Eine dieser Frauen ist die in der Ukraine bekannte, Musikerin Zi Faámelu:
»Ich habe Angst, mein Zuhause zu verlassen, nicht nur wegen des Krieges, sondern auch, weil ich um meine Sicherheit als Transfrau fürchte. Viele Menschen haben Waffen. Das ist eine sehr beängstigende Situation. (…) In der Ukraine ist Krieg ausgebrochen, aber der Kampf um die Akzeptanz von Transsexuellen ist sozusagen gerade der Krieg im Krieg. Dies ist kein sehr regenbogenfreundlicher Ort hier. Das Leben für trans-Menschen ist hier sehr düster! Trans-Frauen fühlen sich hoffnungslos und verzweifelt.«
Queere Menschen haben es in der Ukraine ohnehin schon nicht leicht, da das Ausbrechen aus Geschlechterrollen als Angriff auf die traditionellen Rollen und damit als Angriff auf das Konstruckt der Kernfamilie gesehen wird. Diese spielt in der ukranischen Geselschaft eine hervorgehobene Rolle. Der cis- heterosexuelle Teil der Gesellschaft hat eine diffuse Angst vor queeren und trans Menschen. Dieser wahnhafte Hass entläd sich auch auf offener Straße. Um sich vor den gewalttätigen Angriffen und Anfeindungen zu schützen findet queeres Leben vor allem im Privaten statt. Zu öffentlichen Veranstaltungen der queeren Szene, wie der Kiew Pride kamen nur um die 200 Menschen zusammen, aus Angst erkannt und somit geroutet oder angegriffen zu werden. 2015 beispielsweise attackierte ein maskierter Mob die Pride – bewaffnet mit Pfefferspray und Leuchtraketen, die sie mit Nägeln in Rohrbomben verwandelt hatten. Ein Polizist wurde an der Halsschlagader getroffen und musste ins Krankenhaus gebracht werden. Die Situation der LGBTIQ+ in Russland und Weißrussland ist ähnlich.

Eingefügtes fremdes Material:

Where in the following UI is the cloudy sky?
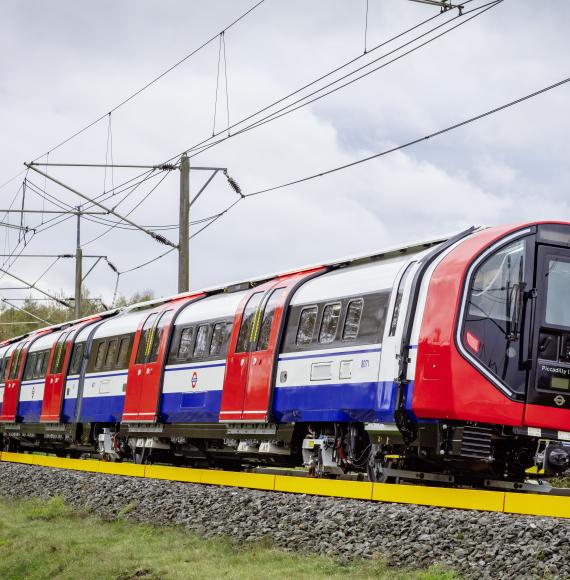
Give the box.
[0,0,570,302]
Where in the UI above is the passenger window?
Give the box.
[388,263,413,336]
[135,314,156,365]
[50,335,67,374]
[236,292,263,352]
[210,322,226,356]
[69,342,85,375]
[342,298,364,340]
[255,288,285,350]
[319,302,340,344]
[105,338,119,369]
[95,341,107,371]
[178,326,194,360]
[194,324,210,358]
[147,310,172,362]
[462,240,526,392]
[24,352,38,381]
[296,306,317,345]
[117,336,131,369]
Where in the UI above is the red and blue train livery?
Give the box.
[0,222,570,485]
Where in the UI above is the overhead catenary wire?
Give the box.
[244,77,570,198]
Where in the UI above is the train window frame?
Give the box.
[176,324,196,361]
[103,336,119,369]
[455,232,535,398]
[67,342,85,376]
[319,300,342,344]
[295,304,319,347]
[192,323,212,360]
[341,297,364,342]
[22,351,38,381]
[252,286,286,352]
[115,334,133,369]
[210,321,228,357]
[8,344,24,381]
[388,262,416,336]
[93,340,108,371]
[235,290,265,354]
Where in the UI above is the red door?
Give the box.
[123,294,204,423]
[0,330,49,423]
[40,332,72,423]
[220,268,325,422]
[0,341,29,423]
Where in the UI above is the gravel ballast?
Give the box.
[0,463,570,578]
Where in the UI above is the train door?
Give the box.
[40,332,71,423]
[220,268,325,422]
[0,340,31,423]
[524,232,570,431]
[123,294,203,423]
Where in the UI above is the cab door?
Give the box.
[0,341,30,423]
[524,240,570,431]
[220,267,326,422]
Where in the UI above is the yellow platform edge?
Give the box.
[0,451,570,518]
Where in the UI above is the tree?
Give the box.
[0,289,154,341]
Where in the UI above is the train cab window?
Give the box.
[236,292,263,352]
[194,324,210,358]
[69,342,85,375]
[177,326,194,360]
[24,352,38,381]
[545,256,570,327]
[295,306,318,345]
[105,338,119,369]
[210,322,227,356]
[319,302,341,344]
[255,288,285,350]
[462,239,527,392]
[95,341,107,371]
[135,313,156,365]
[117,336,131,369]
[342,298,364,340]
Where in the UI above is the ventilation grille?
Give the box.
[461,425,492,461]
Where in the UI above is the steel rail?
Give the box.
[0,451,570,519]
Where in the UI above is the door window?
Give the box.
[296,306,318,345]
[135,314,156,365]
[148,310,172,362]
[319,302,340,344]
[342,298,364,340]
[194,324,210,358]
[545,257,570,327]
[236,292,263,352]
[255,288,285,350]
[8,345,23,380]
[462,239,526,392]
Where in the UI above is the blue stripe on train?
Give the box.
[14,381,413,423]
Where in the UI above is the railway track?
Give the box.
[0,452,570,518]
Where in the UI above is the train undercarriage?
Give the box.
[2,422,570,489]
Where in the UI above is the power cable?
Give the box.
[245,77,570,198]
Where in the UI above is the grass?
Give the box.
[0,498,456,580]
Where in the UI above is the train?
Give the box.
[0,221,570,488]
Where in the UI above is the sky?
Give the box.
[0,0,570,304]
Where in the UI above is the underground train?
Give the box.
[0,222,570,487]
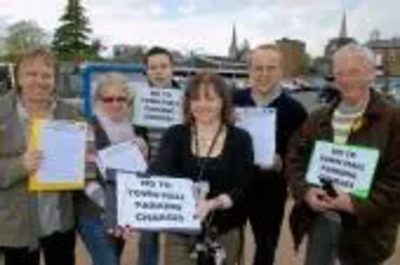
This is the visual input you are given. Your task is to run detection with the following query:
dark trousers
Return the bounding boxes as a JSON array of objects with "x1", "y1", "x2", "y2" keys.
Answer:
[
  {"x1": 0, "y1": 247, "x2": 40, "y2": 265},
  {"x1": 40, "y1": 229, "x2": 76, "y2": 265},
  {"x1": 245, "y1": 175, "x2": 287, "y2": 265},
  {"x1": 305, "y1": 212, "x2": 342, "y2": 265}
]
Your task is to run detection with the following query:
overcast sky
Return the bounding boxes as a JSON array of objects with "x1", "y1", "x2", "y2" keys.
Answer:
[{"x1": 0, "y1": 0, "x2": 400, "y2": 56}]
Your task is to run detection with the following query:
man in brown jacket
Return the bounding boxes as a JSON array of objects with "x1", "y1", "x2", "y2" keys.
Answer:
[{"x1": 285, "y1": 44, "x2": 400, "y2": 265}]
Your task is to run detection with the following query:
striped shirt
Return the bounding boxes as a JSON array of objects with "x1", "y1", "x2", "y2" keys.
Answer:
[{"x1": 332, "y1": 102, "x2": 365, "y2": 144}]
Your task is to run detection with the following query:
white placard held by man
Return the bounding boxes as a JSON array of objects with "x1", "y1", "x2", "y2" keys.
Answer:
[
  {"x1": 133, "y1": 86, "x2": 183, "y2": 128},
  {"x1": 306, "y1": 141, "x2": 379, "y2": 198}
]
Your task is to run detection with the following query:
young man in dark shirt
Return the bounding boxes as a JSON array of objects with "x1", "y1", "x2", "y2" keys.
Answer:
[
  {"x1": 139, "y1": 47, "x2": 179, "y2": 265},
  {"x1": 234, "y1": 45, "x2": 307, "y2": 265}
]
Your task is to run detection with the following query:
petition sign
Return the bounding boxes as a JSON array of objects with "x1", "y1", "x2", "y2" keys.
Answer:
[
  {"x1": 306, "y1": 141, "x2": 379, "y2": 198},
  {"x1": 133, "y1": 86, "x2": 183, "y2": 128},
  {"x1": 117, "y1": 173, "x2": 200, "y2": 232}
]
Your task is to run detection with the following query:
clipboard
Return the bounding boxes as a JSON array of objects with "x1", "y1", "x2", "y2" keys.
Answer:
[{"x1": 28, "y1": 119, "x2": 87, "y2": 191}]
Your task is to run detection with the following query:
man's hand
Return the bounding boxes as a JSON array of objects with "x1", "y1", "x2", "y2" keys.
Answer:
[
  {"x1": 304, "y1": 188, "x2": 334, "y2": 212},
  {"x1": 133, "y1": 137, "x2": 150, "y2": 159},
  {"x1": 333, "y1": 190, "x2": 355, "y2": 214},
  {"x1": 196, "y1": 199, "x2": 219, "y2": 221},
  {"x1": 22, "y1": 150, "x2": 43, "y2": 174}
]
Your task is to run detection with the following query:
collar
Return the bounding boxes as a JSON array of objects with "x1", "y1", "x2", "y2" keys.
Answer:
[
  {"x1": 17, "y1": 96, "x2": 57, "y2": 120},
  {"x1": 250, "y1": 85, "x2": 283, "y2": 107},
  {"x1": 320, "y1": 88, "x2": 387, "y2": 126}
]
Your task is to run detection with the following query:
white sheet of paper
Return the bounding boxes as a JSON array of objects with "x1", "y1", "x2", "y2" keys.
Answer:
[
  {"x1": 96, "y1": 141, "x2": 147, "y2": 176},
  {"x1": 117, "y1": 173, "x2": 201, "y2": 233},
  {"x1": 37, "y1": 120, "x2": 87, "y2": 183},
  {"x1": 306, "y1": 141, "x2": 379, "y2": 198},
  {"x1": 236, "y1": 108, "x2": 276, "y2": 167},
  {"x1": 133, "y1": 85, "x2": 183, "y2": 128}
]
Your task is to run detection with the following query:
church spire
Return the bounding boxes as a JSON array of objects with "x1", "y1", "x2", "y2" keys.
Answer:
[
  {"x1": 339, "y1": 11, "x2": 348, "y2": 38},
  {"x1": 229, "y1": 24, "x2": 239, "y2": 59}
]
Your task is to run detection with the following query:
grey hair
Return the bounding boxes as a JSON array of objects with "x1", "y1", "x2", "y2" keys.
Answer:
[
  {"x1": 333, "y1": 43, "x2": 375, "y2": 67},
  {"x1": 93, "y1": 73, "x2": 133, "y2": 103}
]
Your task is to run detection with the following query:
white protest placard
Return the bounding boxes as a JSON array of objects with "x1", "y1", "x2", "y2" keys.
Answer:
[
  {"x1": 306, "y1": 141, "x2": 379, "y2": 198},
  {"x1": 236, "y1": 108, "x2": 276, "y2": 167},
  {"x1": 133, "y1": 86, "x2": 183, "y2": 128},
  {"x1": 96, "y1": 141, "x2": 147, "y2": 176},
  {"x1": 117, "y1": 172, "x2": 201, "y2": 233}
]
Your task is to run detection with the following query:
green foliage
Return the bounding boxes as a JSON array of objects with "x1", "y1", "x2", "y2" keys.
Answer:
[
  {"x1": 52, "y1": 0, "x2": 99, "y2": 61},
  {"x1": 4, "y1": 20, "x2": 47, "y2": 61}
]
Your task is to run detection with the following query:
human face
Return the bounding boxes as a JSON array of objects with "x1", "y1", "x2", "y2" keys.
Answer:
[
  {"x1": 17, "y1": 57, "x2": 55, "y2": 104},
  {"x1": 100, "y1": 85, "x2": 130, "y2": 122},
  {"x1": 190, "y1": 85, "x2": 223, "y2": 124},
  {"x1": 249, "y1": 49, "x2": 282, "y2": 94},
  {"x1": 333, "y1": 53, "x2": 375, "y2": 101},
  {"x1": 147, "y1": 54, "x2": 172, "y2": 87}
]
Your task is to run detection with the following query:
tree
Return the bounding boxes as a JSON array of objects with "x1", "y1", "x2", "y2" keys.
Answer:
[
  {"x1": 4, "y1": 20, "x2": 47, "y2": 60},
  {"x1": 52, "y1": 0, "x2": 98, "y2": 61}
]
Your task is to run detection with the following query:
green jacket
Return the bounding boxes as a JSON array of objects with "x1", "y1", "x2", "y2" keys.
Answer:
[
  {"x1": 0, "y1": 92, "x2": 82, "y2": 248},
  {"x1": 285, "y1": 90, "x2": 400, "y2": 264}
]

In Tschetschenien werden queere Menschen verschleppt und gefoltert – mit staatlicher Duldung oder sogar mit aktiver Beteiligung staatlicher Organe. Der Einmarsch russischer Truppen und ihrer Verbündeten in die Ukraine erhöht damit akut das Risiko für queere Menschen nicht nur durch Bombenangriffe zu sterben, sondern auch Opfer gezielter Hinrichtungen durch die Besatzer zu werden.
Refusing war matters
Alle wehrfähigen Männer im Alter von 18 bis 60 Jahren werden in der Ukraine aktuell zum Wehrdienst eingezogen. Videos kursieren im Netz, die zeigen, wie junge Männer in ein Auto gezerrt werden, um an der ukrainischen Front gegen die russichen Truppen zu kämpfen. Junge Erwachsene werden nach drei Tagen Grundausbildung mit Waffen, Helmen und Knieschonern ausgestattet und an die Front geschickt. Auch auf russischer Seite kämpfen viele, die gerade einmal 19 Jahre alt sind. »Das ist halt im Krieg so« mögen mache sagen. Und ja, das ist so im Krieg. Dennoch darf sich damit nicht abgefunden werden. Für beide Seiten gilt, dass Desertieren eine legitime Entscheidung und eine Friedenstat ist.
Wie 2015, nur anders
Schwarze Geflüchtete, die es unter Mühen aus der Ukraine geschafft haben, wurden/werden auf der polnischen Seite der Grenze u.a. von Nazihools bedroht und angegriffen. Aus Zügen werden sie bei der Ausreise von polnischem Bahnpersonal und deutscher Bundespolizei rausgeholt und an der Weiterfahrt gehindert. Der Grund: Ihre nicht vorhandenen Pässe – und natürlich ihre Hautfarbe, auch wenn die Bundespolizei dies tunlichst nicht zugeben möchte. Diese sprach in einer Botschaft auf Twitter von »Trittbrettfahrern«, die man aus dem »Vertriebenenstrom« filtern wolle.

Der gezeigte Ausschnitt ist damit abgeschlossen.